Celui-ci entreprend une rénovation de l'établissement. De nouveaux luminaires sont
posés. L'espace tabac est modernisé. La cuisine, aménagée lors de l'acquisition, voit
l'installation d'une ventilation. "La cuisine a été un poste essentiel lorsque
j'ai repris l'affaire, se souvient Claude Labbé. J'ai tout de suite mis en place
une carte traditionnelle avec plat du jour et ça a fonctionné. C'était nouveau à
l'époque."
"J'ai vécu avec ce film une expérience unique et magnifique", témoigne
Claude Labbé.
Le 3e film
La rue Lepic bénéficie d'une jolie clientèle locale. Comédiens, publicistes,
créateurs en tout genre. Des professionnels du grand et du petit écran qui se sont pris
d'amitié, voire d'affection pour le bistrot. Claude Labbé a souvent été sollicité
pour des tournages. "Le cadre s'y prête." Mais il a rarement répondu
par l'affirmative. La première fois qu'il a accepté, c'était pour un long métrage avec
Peter O'Tool et Hippolyte Girardeau. Le deuxième tournage remonte à 8 ans. Un film avec
Isabelle Adjani. En octobre 1999, Jean-Pierre Jeunet vient déjeuner en voisin. Il parle
à Myriam - la fille Labbé - de son projet, des scènes qui pourraient voir le jour aux 2
Moulins. "Mon père ne voudra jamais", réplique-t-elle. Le cinéaste ne
baisse toutefois pas les bras. Il revient à la charge un peu plus tard. "Cela
devait se faire en mai 2000, en pleine saison pour le quartier. Je ne pouvais pas imposer
un tel chambardement aux autres commerces", explique Claude Labbé. Mais Jeunet
se montre tenace. Lui aussi appartient au quartier. Il promet un minimum de gène et aucun
camion dans les parages... "J'ai interrogé la clientèle, qui, contrairement à
ce que je craignais, m'a encouragé à le faire. Beaucoup appréciaient que leur cantine
devienne un décor de cinéma. J'ai fini par accepter." Après, toutefois, une
réunion avec l'Association des commerçants. Pas de câbles sur les trottoirs, pas de
tournage le week-end ni à l'heure des livraisons... Chose promise, chose due. Les prises
de vue du Fabuleux destin d'Amélie Poulain se déroulent sans encombre.

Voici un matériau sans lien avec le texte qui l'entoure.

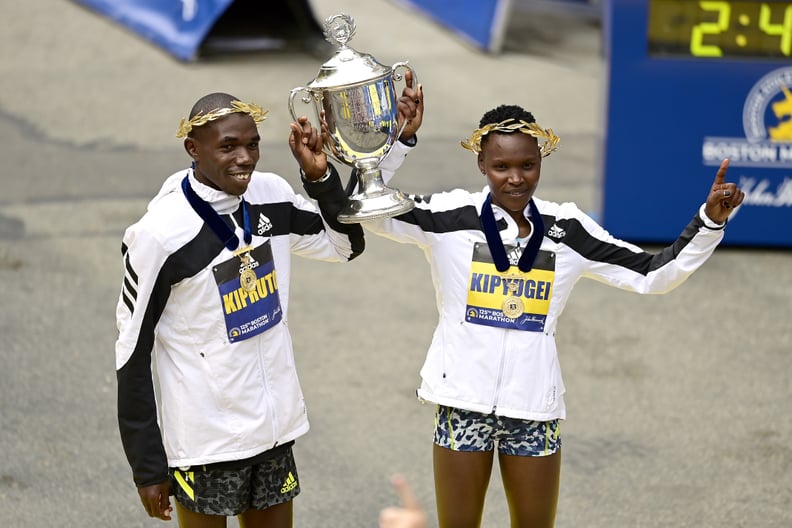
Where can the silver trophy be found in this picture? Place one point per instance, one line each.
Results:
(357, 96)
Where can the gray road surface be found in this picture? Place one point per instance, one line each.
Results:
(679, 412)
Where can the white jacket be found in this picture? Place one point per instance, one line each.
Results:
(218, 397)
(513, 372)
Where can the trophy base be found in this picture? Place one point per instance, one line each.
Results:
(362, 207)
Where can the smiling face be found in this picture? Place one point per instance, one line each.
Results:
(512, 163)
(225, 152)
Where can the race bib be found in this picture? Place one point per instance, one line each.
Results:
(249, 292)
(509, 299)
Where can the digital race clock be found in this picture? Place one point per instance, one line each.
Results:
(690, 82)
(720, 28)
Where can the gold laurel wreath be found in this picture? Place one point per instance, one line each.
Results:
(551, 141)
(255, 111)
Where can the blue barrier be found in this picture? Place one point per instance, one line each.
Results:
(189, 28)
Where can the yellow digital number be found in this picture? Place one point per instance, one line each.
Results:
(702, 29)
(783, 29)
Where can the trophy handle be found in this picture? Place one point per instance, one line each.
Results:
(305, 100)
(398, 77)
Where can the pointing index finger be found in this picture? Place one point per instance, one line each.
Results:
(720, 176)
(406, 495)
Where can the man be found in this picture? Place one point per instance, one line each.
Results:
(209, 403)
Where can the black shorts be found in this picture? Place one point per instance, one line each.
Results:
(233, 488)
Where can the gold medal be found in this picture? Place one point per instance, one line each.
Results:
(247, 277)
(513, 306)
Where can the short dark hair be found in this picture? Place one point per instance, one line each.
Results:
(504, 112)
(209, 103)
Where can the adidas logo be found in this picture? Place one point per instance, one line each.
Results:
(264, 224)
(289, 484)
(514, 255)
(556, 232)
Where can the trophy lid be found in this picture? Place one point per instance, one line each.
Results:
(347, 66)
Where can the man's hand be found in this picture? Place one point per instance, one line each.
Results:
(306, 145)
(156, 500)
(723, 196)
(410, 107)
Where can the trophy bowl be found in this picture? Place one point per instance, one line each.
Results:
(354, 97)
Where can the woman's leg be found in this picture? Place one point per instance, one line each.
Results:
(531, 485)
(461, 480)
(278, 516)
(190, 519)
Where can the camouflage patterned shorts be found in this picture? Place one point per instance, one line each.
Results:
(462, 430)
(220, 491)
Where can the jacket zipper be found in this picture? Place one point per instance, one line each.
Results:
(500, 372)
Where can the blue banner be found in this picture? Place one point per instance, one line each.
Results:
(178, 26)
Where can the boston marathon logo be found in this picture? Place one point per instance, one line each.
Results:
(241, 297)
(767, 122)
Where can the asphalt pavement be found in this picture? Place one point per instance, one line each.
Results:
(678, 405)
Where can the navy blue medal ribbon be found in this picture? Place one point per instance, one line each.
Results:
(495, 242)
(219, 226)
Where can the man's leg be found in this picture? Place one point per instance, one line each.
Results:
(278, 516)
(531, 485)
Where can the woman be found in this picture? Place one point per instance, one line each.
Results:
(503, 264)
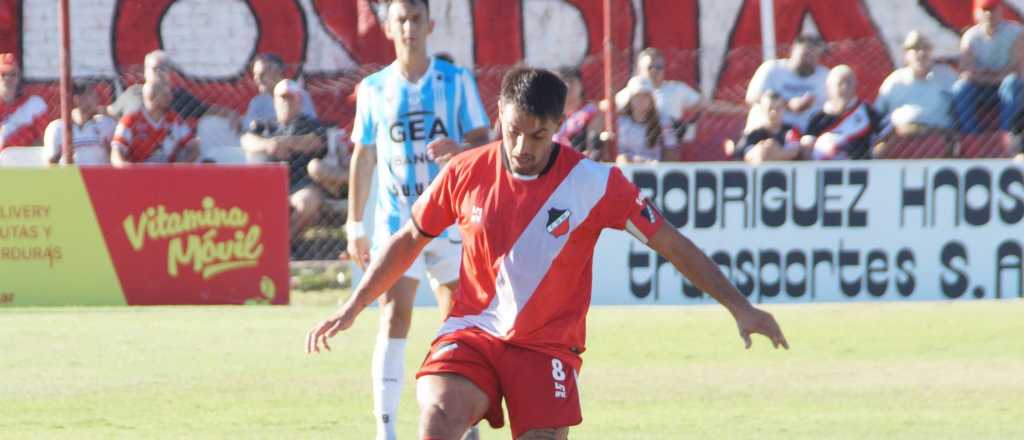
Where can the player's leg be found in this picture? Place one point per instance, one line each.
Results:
(306, 205)
(388, 367)
(449, 405)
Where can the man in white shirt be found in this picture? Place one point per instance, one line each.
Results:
(91, 130)
(988, 69)
(267, 71)
(918, 98)
(800, 79)
(674, 99)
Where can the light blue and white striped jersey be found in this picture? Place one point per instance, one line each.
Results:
(399, 119)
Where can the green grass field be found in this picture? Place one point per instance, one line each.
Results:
(915, 370)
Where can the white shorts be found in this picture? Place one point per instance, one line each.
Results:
(439, 261)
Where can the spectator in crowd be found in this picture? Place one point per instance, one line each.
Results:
(989, 67)
(776, 140)
(583, 125)
(267, 71)
(158, 69)
(294, 138)
(675, 99)
(846, 126)
(23, 117)
(154, 134)
(643, 133)
(91, 130)
(800, 79)
(918, 98)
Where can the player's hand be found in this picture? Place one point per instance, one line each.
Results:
(358, 251)
(327, 328)
(754, 320)
(442, 149)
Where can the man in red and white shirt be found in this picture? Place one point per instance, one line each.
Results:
(23, 118)
(155, 134)
(529, 213)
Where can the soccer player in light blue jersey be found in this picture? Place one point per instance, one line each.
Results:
(412, 117)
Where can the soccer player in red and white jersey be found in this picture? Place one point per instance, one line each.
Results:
(155, 134)
(530, 213)
(23, 118)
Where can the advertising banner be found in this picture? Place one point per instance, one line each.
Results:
(829, 231)
(143, 235)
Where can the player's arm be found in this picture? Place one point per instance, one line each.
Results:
(693, 264)
(360, 173)
(383, 272)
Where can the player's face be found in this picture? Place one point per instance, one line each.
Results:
(409, 25)
(651, 68)
(266, 76)
(526, 139)
(8, 82)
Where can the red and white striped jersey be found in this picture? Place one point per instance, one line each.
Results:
(139, 138)
(528, 243)
(23, 122)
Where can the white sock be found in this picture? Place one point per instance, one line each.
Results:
(388, 374)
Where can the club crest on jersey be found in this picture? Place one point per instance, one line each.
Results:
(558, 221)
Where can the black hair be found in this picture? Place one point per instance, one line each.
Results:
(426, 3)
(807, 40)
(537, 91)
(269, 58)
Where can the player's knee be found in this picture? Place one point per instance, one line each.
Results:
(442, 421)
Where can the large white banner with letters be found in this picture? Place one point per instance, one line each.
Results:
(829, 231)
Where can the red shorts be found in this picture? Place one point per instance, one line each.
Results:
(540, 390)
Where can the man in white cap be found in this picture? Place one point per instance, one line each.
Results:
(294, 138)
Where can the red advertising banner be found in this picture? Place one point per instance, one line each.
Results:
(144, 235)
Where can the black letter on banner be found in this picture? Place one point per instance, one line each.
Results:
(978, 177)
(734, 179)
(819, 256)
(773, 217)
(639, 260)
(801, 216)
(744, 268)
(848, 258)
(675, 180)
(878, 289)
(1010, 256)
(953, 250)
(946, 177)
(905, 264)
(830, 217)
(858, 218)
(705, 218)
(769, 257)
(1012, 215)
(793, 289)
(913, 196)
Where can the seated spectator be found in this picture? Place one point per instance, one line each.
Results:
(775, 140)
(91, 131)
(918, 98)
(267, 71)
(583, 125)
(155, 134)
(296, 139)
(800, 79)
(158, 69)
(988, 70)
(846, 126)
(675, 99)
(23, 118)
(643, 134)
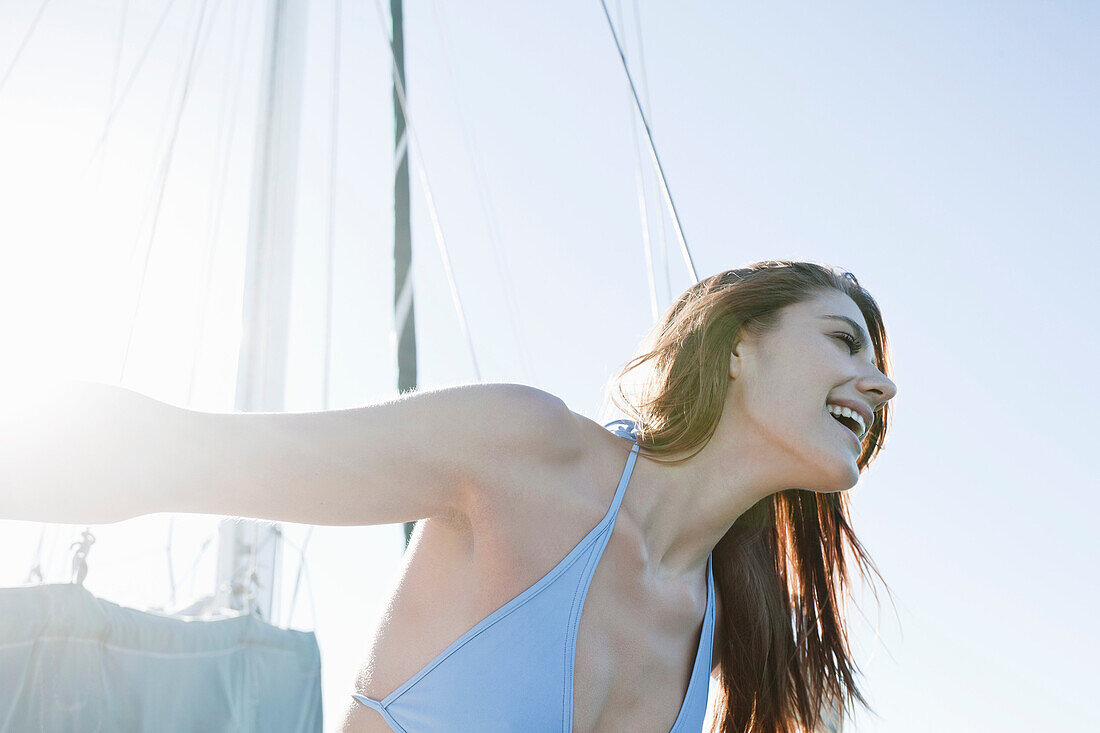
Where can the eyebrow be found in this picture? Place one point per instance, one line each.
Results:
(865, 339)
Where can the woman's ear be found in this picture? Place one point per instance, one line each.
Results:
(735, 362)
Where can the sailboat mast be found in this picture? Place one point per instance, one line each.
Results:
(404, 320)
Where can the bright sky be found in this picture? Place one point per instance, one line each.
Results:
(944, 152)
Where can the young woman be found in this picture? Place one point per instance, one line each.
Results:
(707, 534)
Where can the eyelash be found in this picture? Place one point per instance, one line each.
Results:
(854, 345)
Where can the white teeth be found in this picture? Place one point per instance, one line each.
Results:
(844, 412)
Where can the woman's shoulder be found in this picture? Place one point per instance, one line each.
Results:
(556, 485)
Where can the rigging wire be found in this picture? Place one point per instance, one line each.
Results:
(166, 165)
(649, 110)
(329, 269)
(483, 195)
(22, 45)
(114, 80)
(652, 148)
(219, 189)
(642, 205)
(125, 89)
(329, 241)
(422, 173)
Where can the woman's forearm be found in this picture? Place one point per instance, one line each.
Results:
(77, 452)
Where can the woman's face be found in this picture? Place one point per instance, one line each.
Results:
(782, 383)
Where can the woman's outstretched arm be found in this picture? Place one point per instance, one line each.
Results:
(84, 452)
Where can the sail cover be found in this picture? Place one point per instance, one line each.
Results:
(70, 662)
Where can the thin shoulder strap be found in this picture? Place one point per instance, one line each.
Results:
(624, 480)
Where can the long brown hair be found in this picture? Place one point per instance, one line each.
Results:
(782, 567)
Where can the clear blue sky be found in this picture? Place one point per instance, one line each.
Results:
(945, 153)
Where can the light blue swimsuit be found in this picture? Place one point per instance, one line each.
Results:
(514, 669)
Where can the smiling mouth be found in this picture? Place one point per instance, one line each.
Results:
(851, 425)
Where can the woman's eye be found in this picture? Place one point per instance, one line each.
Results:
(850, 340)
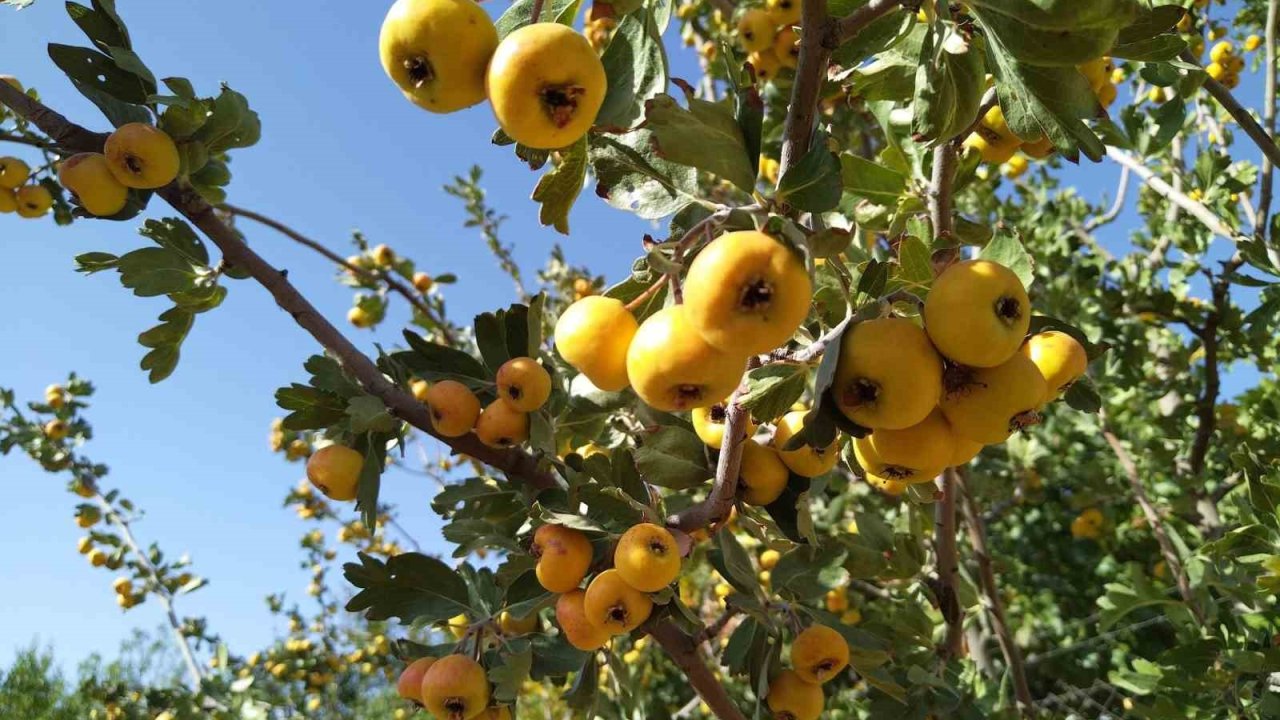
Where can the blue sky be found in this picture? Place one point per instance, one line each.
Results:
(341, 149)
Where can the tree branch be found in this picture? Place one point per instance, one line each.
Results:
(394, 285)
(187, 201)
(1157, 525)
(991, 596)
(684, 652)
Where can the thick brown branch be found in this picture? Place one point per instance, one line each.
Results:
(684, 652)
(183, 197)
(991, 596)
(1157, 524)
(384, 277)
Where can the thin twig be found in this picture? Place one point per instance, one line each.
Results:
(1157, 524)
(991, 596)
(394, 285)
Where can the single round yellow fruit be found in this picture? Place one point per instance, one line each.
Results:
(456, 688)
(571, 616)
(766, 64)
(672, 368)
(709, 424)
(410, 683)
(792, 698)
(33, 200)
(142, 156)
(888, 376)
(615, 606)
(334, 470)
(13, 173)
(647, 557)
(746, 292)
(805, 461)
(977, 313)
(593, 336)
(784, 13)
(755, 31)
(1060, 358)
(524, 384)
(88, 177)
(455, 408)
(786, 48)
(499, 425)
(563, 556)
(545, 85)
(819, 654)
(762, 477)
(512, 625)
(990, 404)
(912, 455)
(437, 51)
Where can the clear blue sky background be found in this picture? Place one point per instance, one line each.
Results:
(341, 149)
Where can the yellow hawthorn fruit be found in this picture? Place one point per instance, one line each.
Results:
(437, 51)
(334, 470)
(766, 64)
(709, 424)
(33, 200)
(762, 477)
(456, 688)
(672, 368)
(977, 313)
(807, 461)
(593, 336)
(912, 455)
(501, 425)
(888, 374)
(545, 85)
(563, 556)
(746, 292)
(769, 559)
(410, 683)
(142, 156)
(819, 654)
(512, 625)
(1060, 358)
(571, 616)
(784, 13)
(786, 48)
(13, 173)
(524, 384)
(792, 698)
(755, 31)
(88, 177)
(647, 557)
(455, 408)
(615, 606)
(990, 404)
(56, 429)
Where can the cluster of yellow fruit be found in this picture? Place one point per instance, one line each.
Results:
(544, 82)
(935, 396)
(769, 37)
(1225, 65)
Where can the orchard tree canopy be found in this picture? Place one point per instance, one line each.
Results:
(878, 420)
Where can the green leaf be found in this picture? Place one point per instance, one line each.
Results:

"J'ai vécu avec ce film une expérience unique et magnifique, témoigne
Claude Labbé. Aujourd'hui, on vient des Etats-Unis pour visiter les 2 Moulins.
Jean-Pierre Jeunet a su parfaitement retranscrire le charme des cafés parisiens et toute
la poésie du quartier." Bien vrai. En 2003, un nouvel hôte prendra possession
des 2 Moulins. Lorsque nous avons rencontré Claude Labbé, celui-ci n'a pas souhaité
dévoiler le nom du futur propriétaire. Deux certitudes : l'homme détient un autre
bistrot de caractère dans la capitale, et Claude Labbé l'a rencontré par
l'intermédiaire d'Arnaud Richard. Un gage de professionnalisme. Claude Labbé qui n'a pas
signé avec le plus offrant, mais avec le plus "à même de préserver le café
d'Amélie".
S. Soubes zzz24 zzz18p
*Michel Bessière, le fils, est aujourd'hui propriétaire du Wepler à Paris et est membre actif du Synhorcat.